The federal election, dubbed as a “Groundhog Day Election,” came and went, dominated by a few issues, particularly affordability in the Canadian housing market. Prime Minister Justin Trudeau and the Liberals proposed a series of measures to cool down the Canadian real estate market. But, considering the outcome of the election and the current make-up of the House of Commons, the Grits may need to garner the support of the New Democrats, Conservatives and Green Party to see some action.

From bans to taxes, Ottawa has developed multiple tactics to curb the housing affordability crisis. Whether they are successful or not remains to be seen.

Industry observers purport that the red-hot housing sector needs two things to be doused: collaboration between all three levels of government and more supply. It is unclear if policymakers will heed their advice. It is clear, however, that post-election changes will be take place within the Canadian real estate market.

Post-Election Changes in Canadian Real Estate

On the demand side, the affordable housing platform of the minority government consists of greater incentives to improve affordability in Canada, extending more cash in the form of a Tax-Free First Home Savings Account, First-Time Home Buyer Incentive and Tax Credits, and a decrease in mortgage insurance fees.

Will these efforts be enough to ease substantial price growth? These policy prescriptions could bolster prices, but, according to many economists, they would not make housing more affordable.

Essentially, some have argued that these mechanisms push free money to those who can already afford to get their foot in the door. “The focus on demand-side policies should help a small cohort of buyers looking to get into the market soon but, ultimately, will only push up house prices in the long run,” said Stephen Brown, senior economist for Capital Economics Canada, in a research note.

Canadian officials are also facilitating slowing demand, which has already been seen in multiple housing markets across the country. These tools include an anti-flipping tax and a temporary ban on foreign buyers. The prime minister has also demanded a vacant home tax, because “houses shouldn’t sit empty when so many Canadians are trying to buy a home.”

It was recently estimated that Canada maintains approximately 1.3 million vacant homes. This ranked the fifth-highest for economies in the Organization of Economic Co-Operation and Development (OECD).

Another component of the Canadian housing sector that could face change is the regulatory process.
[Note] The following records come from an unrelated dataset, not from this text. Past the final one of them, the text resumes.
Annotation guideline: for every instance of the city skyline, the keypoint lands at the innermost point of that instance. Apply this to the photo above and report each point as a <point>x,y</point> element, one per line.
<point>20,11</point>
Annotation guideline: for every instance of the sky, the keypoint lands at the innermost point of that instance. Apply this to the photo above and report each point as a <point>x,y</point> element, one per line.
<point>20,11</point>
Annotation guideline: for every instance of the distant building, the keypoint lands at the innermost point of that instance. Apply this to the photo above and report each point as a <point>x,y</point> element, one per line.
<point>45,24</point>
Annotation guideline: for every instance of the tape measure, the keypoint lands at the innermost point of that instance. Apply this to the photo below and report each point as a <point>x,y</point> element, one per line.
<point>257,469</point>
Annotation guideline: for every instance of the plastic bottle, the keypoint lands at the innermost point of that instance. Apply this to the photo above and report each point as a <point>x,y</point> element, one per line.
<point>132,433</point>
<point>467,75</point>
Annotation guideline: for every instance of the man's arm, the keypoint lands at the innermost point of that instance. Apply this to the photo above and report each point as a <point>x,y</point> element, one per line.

The federal government has recommended a ban on blind bidding, enhanced price transparency, disclosure of all parties in each transaction, and legal rights to home inspections.

That said, many of these issues are managed by provincial governments, so action might require a partnership between the federal government and the provinces.

What Are the Provinces Discussing?

Some provinces are not waiting for Ottawa to act on the Canadian real estate market, with local premiers and lawmakers making their own suggestions to improve affordability or ensure greater supply for local buyers.

Premier Tim Houston will be slapping a deed transfer tax on any residential property acquired by individuals who do not pay taxes in Nova Scotia. The premier has also requested Finance Minister Alan MacMaster to implement a levy of $2 per $100 of the assessed property value of every non-provincial taxpayer owning property in Nova Scotia.

Atlantic Canada, including Nova Scotia, has witnessed a tremendous population boom throughout the COVID-19 public health crisis. This has led to many out-of-province buyers scooping up homes with the equity they earned from their urban dwellings.

For professional investors, experts believe this will be the cost of doing business. However, for small-time investors, it will eat into their earnings.

The average home price in Halifax climbed a whopping 23 per cent year-over-year in September to $471,746.

Queen’s Park has proposed a new housing affordability task force amid high home prices and sales within the red-hot Ontario real estate market. One local group thinks one of the best strategies to employ is updating single-family zoning laws. Today, it is illegal to convert single-family homes into multi-unit properties in a Toronto neighbourhood, such as a townhome or a triplex.

The Ontario Real Estate Association (OREA) calls the zoning law “archaic” and “exclusionary.”

“In too many Ontario cities, it defies common sense that you can take a bungalow and turn it into a monster four-storey home for one wealthy family, but you cannot build affordable townhomes for multiple families without red tape, runaround, and exorbitant costs,” said OREA CEO Tim Hudak in a news release. “Exclusionary zoning policies are at the heart of Ontario’s housing affordability crisis in high-growth areas and it’s time the Province steps in to modernize these archaic laws.”

Since housing development is restricted south of Lake Ontario and north of the Greenbelt, OREA purports it is critical to manage the land more effectively so more Canadians can acquire a home.

Is Relief on the Way for Canada’s Housing Market?

Fortunately for homebuyers, Canadian new home price growth slowed for the first time since 2019. Could it be the beginning of a sharp correction, or is this merely a monthly outlier that will be resuscitated over the next year? Either way, young families and first-time homebuyers will be monitoring the situation to find an opening.